Frameworks: In software development, a framework or digital infrastructure is a conceptual and technological structure of defined support, usually with artifacts or specific software modules, which can serve as a basis for the organization and development of software. Typically, it can include program support, libraries, and an interpreted language, among other tools, to help develop and unite the different components of a project. Normally, a framework allows us to develop a video game with a level of depth greater than a development environment. (source: software resources for android platforms)
Gliffy is a popular and cheaper alternative to Microsoft Visio.
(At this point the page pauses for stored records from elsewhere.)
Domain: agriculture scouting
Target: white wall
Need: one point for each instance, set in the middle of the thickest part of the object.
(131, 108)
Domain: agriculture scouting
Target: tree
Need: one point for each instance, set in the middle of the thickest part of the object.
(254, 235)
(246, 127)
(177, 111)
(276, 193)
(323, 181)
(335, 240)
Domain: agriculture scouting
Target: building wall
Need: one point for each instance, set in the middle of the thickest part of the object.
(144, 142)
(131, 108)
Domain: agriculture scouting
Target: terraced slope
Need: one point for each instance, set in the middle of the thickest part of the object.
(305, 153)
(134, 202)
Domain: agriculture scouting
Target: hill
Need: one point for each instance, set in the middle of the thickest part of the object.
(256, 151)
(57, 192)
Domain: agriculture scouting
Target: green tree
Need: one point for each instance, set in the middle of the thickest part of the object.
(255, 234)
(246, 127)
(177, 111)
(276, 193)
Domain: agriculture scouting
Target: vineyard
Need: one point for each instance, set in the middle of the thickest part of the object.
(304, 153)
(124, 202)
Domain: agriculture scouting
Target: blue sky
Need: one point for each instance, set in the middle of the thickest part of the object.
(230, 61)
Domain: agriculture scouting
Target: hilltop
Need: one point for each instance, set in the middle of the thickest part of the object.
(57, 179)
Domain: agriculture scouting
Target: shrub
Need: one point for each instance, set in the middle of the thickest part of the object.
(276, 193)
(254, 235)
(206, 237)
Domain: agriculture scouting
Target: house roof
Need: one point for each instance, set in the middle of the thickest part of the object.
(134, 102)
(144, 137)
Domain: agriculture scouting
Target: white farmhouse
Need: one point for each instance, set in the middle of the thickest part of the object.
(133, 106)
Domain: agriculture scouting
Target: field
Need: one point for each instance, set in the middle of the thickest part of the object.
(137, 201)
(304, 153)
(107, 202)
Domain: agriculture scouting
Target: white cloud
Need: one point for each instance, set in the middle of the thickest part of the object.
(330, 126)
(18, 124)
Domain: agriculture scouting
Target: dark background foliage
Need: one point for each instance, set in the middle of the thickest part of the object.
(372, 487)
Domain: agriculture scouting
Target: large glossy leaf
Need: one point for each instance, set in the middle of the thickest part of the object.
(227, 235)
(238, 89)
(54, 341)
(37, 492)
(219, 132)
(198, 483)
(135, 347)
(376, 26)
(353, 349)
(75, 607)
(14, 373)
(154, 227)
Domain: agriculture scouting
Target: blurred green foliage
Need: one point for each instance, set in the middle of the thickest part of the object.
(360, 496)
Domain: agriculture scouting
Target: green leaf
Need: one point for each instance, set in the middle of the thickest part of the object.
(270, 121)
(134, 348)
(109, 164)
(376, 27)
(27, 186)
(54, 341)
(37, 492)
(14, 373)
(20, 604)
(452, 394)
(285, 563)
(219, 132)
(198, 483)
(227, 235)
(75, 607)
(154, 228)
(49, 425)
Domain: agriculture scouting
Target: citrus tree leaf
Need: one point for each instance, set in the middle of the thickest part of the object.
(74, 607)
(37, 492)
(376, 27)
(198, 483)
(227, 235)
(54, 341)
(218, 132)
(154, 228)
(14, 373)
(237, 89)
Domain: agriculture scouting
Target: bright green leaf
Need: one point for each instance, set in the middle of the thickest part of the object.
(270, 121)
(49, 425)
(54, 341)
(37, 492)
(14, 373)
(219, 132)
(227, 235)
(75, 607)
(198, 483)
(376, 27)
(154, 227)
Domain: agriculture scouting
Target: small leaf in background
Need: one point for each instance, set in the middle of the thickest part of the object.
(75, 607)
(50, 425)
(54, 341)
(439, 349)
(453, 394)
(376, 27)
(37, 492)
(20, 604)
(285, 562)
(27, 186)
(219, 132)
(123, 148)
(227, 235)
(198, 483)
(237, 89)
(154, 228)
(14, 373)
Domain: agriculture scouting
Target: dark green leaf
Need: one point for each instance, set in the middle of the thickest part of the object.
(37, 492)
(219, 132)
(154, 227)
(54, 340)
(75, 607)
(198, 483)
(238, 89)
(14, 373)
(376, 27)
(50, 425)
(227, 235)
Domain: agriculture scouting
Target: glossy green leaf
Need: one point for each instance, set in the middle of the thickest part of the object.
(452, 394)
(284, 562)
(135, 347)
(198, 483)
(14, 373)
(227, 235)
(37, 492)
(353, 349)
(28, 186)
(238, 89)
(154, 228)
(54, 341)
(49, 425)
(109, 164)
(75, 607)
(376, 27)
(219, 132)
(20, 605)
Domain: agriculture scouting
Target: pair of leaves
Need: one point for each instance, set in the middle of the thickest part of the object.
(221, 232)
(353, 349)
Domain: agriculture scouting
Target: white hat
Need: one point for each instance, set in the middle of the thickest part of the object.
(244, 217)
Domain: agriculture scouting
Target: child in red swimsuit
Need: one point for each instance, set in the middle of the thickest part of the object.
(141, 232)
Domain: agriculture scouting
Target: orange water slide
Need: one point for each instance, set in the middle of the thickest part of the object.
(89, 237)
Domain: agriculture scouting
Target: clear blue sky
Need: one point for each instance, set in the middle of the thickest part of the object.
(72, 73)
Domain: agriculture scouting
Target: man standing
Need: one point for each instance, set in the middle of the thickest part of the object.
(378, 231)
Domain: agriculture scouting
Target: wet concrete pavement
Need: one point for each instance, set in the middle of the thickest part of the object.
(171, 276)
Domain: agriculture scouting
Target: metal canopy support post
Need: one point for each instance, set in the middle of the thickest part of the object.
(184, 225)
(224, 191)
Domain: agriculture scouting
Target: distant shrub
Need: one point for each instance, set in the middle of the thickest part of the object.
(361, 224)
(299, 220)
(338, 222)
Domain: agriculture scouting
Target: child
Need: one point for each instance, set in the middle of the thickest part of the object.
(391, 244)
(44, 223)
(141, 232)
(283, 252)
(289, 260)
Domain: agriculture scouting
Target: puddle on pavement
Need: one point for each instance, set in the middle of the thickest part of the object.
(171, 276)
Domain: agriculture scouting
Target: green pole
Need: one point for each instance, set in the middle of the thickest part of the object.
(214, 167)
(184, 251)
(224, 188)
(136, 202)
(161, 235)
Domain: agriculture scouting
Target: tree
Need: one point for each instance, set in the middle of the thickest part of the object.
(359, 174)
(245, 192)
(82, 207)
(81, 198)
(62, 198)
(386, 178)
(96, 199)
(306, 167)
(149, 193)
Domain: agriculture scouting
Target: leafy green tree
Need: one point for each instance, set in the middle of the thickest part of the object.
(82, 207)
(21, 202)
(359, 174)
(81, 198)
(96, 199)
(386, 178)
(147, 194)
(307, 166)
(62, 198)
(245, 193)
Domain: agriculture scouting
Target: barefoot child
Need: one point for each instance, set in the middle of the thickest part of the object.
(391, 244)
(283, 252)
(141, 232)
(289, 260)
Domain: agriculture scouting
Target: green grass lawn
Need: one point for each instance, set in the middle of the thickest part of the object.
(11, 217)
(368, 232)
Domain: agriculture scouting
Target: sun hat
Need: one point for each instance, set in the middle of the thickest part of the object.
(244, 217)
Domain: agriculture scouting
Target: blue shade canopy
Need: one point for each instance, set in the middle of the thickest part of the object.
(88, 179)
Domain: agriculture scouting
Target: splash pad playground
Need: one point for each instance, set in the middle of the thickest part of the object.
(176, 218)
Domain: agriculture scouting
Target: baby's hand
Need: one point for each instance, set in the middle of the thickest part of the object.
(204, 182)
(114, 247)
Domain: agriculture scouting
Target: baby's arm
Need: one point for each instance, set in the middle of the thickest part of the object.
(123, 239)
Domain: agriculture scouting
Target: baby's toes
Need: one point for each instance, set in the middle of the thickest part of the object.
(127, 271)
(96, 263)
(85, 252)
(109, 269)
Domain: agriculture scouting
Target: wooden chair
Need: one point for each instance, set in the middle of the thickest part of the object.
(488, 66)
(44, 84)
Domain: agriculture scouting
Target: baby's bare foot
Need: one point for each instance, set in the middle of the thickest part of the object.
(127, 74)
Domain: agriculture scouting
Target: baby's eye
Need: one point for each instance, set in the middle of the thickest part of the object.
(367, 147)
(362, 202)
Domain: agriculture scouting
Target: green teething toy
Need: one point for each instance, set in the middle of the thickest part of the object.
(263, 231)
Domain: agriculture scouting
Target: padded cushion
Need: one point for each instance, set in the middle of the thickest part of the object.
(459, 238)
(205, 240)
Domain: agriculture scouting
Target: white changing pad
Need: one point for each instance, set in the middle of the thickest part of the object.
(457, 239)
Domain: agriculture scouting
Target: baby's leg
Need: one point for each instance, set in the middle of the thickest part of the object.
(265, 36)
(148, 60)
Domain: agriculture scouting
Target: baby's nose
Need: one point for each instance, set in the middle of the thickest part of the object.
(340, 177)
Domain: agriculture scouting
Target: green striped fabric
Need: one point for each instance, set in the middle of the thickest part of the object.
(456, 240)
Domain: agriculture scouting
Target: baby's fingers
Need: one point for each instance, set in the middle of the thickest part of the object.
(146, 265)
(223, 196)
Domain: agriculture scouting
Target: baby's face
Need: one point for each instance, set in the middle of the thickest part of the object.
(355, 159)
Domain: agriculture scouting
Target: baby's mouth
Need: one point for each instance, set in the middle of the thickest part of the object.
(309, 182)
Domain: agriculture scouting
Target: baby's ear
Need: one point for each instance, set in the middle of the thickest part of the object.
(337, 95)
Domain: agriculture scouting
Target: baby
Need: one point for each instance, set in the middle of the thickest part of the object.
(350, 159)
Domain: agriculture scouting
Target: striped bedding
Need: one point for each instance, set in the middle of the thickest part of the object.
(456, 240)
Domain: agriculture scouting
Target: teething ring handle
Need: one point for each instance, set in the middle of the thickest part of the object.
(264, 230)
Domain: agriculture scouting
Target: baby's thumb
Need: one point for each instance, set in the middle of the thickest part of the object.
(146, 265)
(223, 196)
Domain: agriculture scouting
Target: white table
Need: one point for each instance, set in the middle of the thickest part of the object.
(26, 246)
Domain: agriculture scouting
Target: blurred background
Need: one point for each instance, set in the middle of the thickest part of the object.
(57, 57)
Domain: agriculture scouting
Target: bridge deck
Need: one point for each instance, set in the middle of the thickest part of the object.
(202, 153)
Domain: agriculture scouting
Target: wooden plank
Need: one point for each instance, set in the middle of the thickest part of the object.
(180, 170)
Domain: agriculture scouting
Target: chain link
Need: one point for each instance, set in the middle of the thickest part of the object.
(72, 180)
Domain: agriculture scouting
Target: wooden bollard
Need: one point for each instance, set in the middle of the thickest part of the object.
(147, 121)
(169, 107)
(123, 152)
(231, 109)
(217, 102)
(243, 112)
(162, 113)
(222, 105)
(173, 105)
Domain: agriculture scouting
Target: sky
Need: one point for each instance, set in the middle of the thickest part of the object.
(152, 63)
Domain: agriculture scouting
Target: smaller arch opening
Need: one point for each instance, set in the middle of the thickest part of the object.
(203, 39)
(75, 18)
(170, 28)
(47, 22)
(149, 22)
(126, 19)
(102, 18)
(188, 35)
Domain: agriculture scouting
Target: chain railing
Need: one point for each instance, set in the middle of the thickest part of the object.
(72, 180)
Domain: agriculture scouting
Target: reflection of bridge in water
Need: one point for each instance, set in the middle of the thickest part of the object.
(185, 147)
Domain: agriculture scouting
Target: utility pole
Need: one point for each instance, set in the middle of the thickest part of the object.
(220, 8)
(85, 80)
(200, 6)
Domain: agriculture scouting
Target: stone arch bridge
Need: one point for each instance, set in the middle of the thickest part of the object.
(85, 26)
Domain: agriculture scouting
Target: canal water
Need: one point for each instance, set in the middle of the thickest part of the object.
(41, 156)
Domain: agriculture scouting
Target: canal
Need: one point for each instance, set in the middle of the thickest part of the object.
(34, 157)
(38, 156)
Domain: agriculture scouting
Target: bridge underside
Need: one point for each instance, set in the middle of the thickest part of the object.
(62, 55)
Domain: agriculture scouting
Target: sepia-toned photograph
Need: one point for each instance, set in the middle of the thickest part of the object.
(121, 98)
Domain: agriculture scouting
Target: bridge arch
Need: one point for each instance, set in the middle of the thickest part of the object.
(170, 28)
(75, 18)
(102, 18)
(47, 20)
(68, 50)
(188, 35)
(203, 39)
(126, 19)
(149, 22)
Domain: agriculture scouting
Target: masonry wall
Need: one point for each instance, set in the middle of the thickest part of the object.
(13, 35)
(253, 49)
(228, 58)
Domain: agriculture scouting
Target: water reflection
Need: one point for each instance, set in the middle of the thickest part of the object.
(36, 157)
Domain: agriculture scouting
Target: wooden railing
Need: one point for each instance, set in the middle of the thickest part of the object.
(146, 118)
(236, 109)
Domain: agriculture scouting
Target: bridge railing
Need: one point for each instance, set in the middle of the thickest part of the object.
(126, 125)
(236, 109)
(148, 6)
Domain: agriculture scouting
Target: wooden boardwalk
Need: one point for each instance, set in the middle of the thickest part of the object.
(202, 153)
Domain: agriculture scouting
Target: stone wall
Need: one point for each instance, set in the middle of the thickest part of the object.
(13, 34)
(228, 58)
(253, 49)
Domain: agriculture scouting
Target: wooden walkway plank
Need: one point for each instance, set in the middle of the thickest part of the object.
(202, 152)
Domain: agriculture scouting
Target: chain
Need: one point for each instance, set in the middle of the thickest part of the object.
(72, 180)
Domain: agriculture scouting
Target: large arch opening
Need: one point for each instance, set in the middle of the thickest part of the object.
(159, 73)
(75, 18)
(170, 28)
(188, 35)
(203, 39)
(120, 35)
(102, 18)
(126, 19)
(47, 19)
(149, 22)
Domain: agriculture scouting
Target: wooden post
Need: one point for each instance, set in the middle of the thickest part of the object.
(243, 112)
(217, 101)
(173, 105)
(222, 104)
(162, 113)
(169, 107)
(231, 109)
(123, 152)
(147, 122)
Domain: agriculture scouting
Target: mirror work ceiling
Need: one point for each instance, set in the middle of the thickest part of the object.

It is used primarily in software development, planning and documentation, business processes, and organization diagrams, with an emphasis on functional business charts such as diagrams, organization charts, and functional diagrams.
Eclipse Android Developer Tools Bundle v22.6.2-1085508 Eclipse ADT Bundle includes everything you need to develop Android applications:
- Eclipse + ADT plugin
- Android SDK tools
- Tools for the Android platform.
It is a computer program comprised of a set of cross-platform open source programming tools to develop what the project calls “Rich Client Applications”, as opposed to browser-based “Light-Client” applications. This platform has typically been used to develop integrated development environments (IDE), such as the Java IDE called Java Development Toolkit (JDT) and the compiler (ECJ) that is delivered as part of Eclipse (and that are used as well to develop the same Eclipse). However, it can also be used for other types of client applications, such as BitTorrent or Azureus. Eclipse was originally developed by IBM as the successor to its family of tools for VisualAge. Eclipse is now developed by the Eclipse Foundation, an independent non-profit organization that fosters an open source community and a set of complementary products, capabilities, and services.